Global Utilities

La Trobe University
Curriculum, Teaching and Learning

Flexible learning

Flexible learning is an approach to teaching and learning that encompasses activities which allow for greater responsiveness to students' learning interests, needs and circumstances, increasesstudents' access to, and/or control over, particular teaching and learning environments.

Flexible approaches to teaching and learning aims to offer learning which is accessible, appropriate and valuable to a diverse student base, and deploy strategies and technologies to meet the diverse needs of students regarding the location and time of study. Flexible learning approaches can:

  • give students choice about where, when and how they learn.
  • recognise the wide diversity amongst our students in terms of the times they have available to study, their other commitments (family and work),
  • respond to the learning needs of our students.

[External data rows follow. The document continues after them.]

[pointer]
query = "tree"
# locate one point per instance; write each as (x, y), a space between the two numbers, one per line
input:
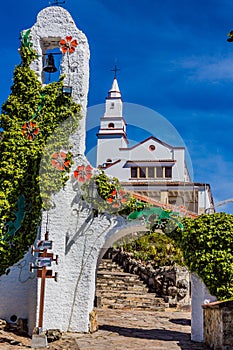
(29, 118)
(207, 246)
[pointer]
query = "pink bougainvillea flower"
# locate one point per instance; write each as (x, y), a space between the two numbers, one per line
(30, 130)
(182, 210)
(60, 161)
(68, 45)
(83, 173)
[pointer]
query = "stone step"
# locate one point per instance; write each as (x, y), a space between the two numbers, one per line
(118, 289)
(142, 298)
(101, 286)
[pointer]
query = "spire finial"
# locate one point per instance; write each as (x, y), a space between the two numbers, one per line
(57, 2)
(115, 70)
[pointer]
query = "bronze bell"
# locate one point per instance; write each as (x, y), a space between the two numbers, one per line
(50, 66)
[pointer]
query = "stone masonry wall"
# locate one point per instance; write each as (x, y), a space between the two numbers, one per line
(170, 282)
(218, 325)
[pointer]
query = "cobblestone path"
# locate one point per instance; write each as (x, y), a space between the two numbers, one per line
(122, 330)
(134, 330)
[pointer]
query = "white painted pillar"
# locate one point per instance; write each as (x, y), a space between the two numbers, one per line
(199, 295)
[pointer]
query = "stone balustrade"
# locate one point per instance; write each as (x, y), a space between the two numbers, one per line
(169, 282)
(218, 325)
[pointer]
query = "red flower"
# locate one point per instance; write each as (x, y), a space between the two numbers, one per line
(30, 130)
(83, 173)
(68, 45)
(117, 198)
(60, 161)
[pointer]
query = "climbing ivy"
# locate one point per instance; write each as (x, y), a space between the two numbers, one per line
(207, 246)
(30, 116)
(155, 248)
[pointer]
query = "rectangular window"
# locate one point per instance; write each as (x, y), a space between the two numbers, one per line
(142, 172)
(159, 171)
(151, 172)
(168, 171)
(134, 172)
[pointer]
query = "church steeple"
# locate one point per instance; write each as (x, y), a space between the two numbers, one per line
(114, 103)
(112, 131)
(114, 92)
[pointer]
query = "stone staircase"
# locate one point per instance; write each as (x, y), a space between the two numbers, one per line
(117, 289)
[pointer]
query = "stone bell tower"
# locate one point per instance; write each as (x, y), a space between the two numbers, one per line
(53, 25)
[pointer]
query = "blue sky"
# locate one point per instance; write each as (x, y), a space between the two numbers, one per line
(173, 58)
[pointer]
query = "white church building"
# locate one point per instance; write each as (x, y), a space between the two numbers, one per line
(151, 168)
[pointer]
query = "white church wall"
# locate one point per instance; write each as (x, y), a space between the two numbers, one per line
(108, 149)
(178, 169)
(142, 152)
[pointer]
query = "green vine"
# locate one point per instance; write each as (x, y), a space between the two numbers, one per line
(32, 133)
(111, 196)
(207, 246)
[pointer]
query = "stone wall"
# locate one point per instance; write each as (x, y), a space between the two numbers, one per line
(170, 282)
(218, 325)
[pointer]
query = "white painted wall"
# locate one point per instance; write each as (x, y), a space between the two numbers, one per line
(199, 296)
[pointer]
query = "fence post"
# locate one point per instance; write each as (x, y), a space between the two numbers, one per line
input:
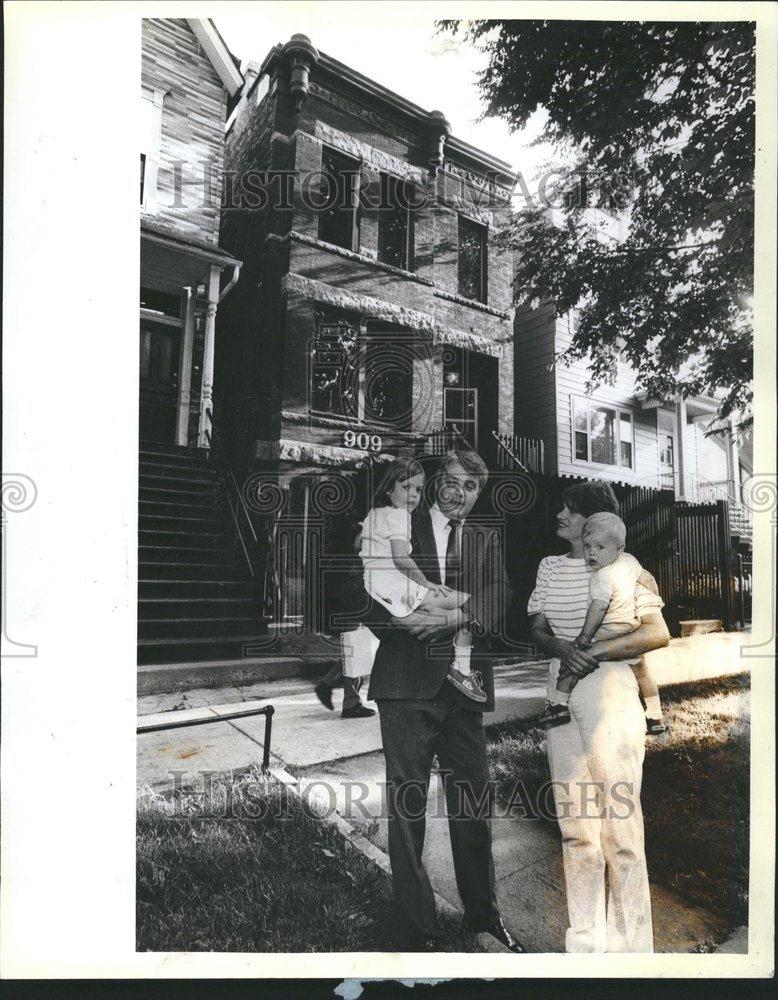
(725, 563)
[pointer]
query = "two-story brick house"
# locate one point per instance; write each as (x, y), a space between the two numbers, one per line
(373, 308)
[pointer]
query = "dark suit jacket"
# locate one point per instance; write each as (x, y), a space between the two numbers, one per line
(407, 668)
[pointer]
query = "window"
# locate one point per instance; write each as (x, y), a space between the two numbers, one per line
(362, 373)
(472, 260)
(338, 193)
(395, 223)
(602, 435)
(335, 367)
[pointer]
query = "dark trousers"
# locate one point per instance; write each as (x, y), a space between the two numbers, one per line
(413, 732)
(351, 685)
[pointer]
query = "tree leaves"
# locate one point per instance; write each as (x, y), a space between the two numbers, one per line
(660, 120)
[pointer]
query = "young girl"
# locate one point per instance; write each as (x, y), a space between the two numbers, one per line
(392, 577)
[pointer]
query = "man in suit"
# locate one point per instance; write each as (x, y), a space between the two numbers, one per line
(422, 715)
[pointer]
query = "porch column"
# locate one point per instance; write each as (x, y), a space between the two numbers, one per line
(185, 367)
(733, 461)
(206, 392)
(683, 456)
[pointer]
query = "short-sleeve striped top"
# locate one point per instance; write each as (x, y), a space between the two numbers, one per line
(562, 594)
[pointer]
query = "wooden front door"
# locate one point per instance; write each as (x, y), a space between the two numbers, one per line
(159, 361)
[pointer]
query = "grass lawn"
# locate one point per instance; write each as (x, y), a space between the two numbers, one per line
(695, 790)
(270, 877)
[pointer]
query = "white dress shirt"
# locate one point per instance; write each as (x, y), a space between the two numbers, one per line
(441, 529)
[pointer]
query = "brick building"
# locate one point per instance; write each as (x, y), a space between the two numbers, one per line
(373, 308)
(187, 78)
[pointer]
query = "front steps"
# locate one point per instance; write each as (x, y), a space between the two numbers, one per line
(196, 599)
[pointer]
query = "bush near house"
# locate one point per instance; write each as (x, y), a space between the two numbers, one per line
(695, 790)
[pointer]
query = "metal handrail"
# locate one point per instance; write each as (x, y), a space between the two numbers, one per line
(205, 720)
(509, 452)
(219, 452)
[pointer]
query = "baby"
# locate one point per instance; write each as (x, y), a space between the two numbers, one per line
(611, 613)
(392, 577)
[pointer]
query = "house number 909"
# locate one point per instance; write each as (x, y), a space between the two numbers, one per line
(367, 442)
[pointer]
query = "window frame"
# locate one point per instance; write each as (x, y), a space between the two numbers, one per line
(333, 151)
(463, 221)
(407, 260)
(619, 413)
(150, 172)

Flexible learning may encompass and include the following approaches to learning:

  • e-learning, which refers to computer-enhanced learning, web-based teaching materials, CD-ROMs, web sites, discussion boards, collaborative software, e-mail, blogs, wikis, text chat, mobile technologies.
  • online learning is more narrow in scope than e-learning, and generally refers to web-based learning (La Trobe University Educational Technologies Glossary).
  • blended learning, which is learning that is facilitated by the effective combination of different modes of delivery, models of teaching and styles of learning, and founded on transparent communication amongst all parties involved with a course. (Heinze, A. and C. Procter 2004).

Flexible learning encompasses the whole configuration of the learning environment, and incorporates understandings of the physical, social as well as technological network, and opens up possibilities that extend learning environments into the social and professional worlds of learners.

An effective application of flexible learning is the blended learning approach, in which engaging the learner is a primary concern, and the mix of face-to-face and online can bring new possibilities of extended interaction spaces, and improved outcomes resulting from blended learning approaches (Normand & Littlejohn 2006; Abraham 2007; Bonk & Graham 2006; Garrison & Kanuka 2004; Bretag & Hannon 2007).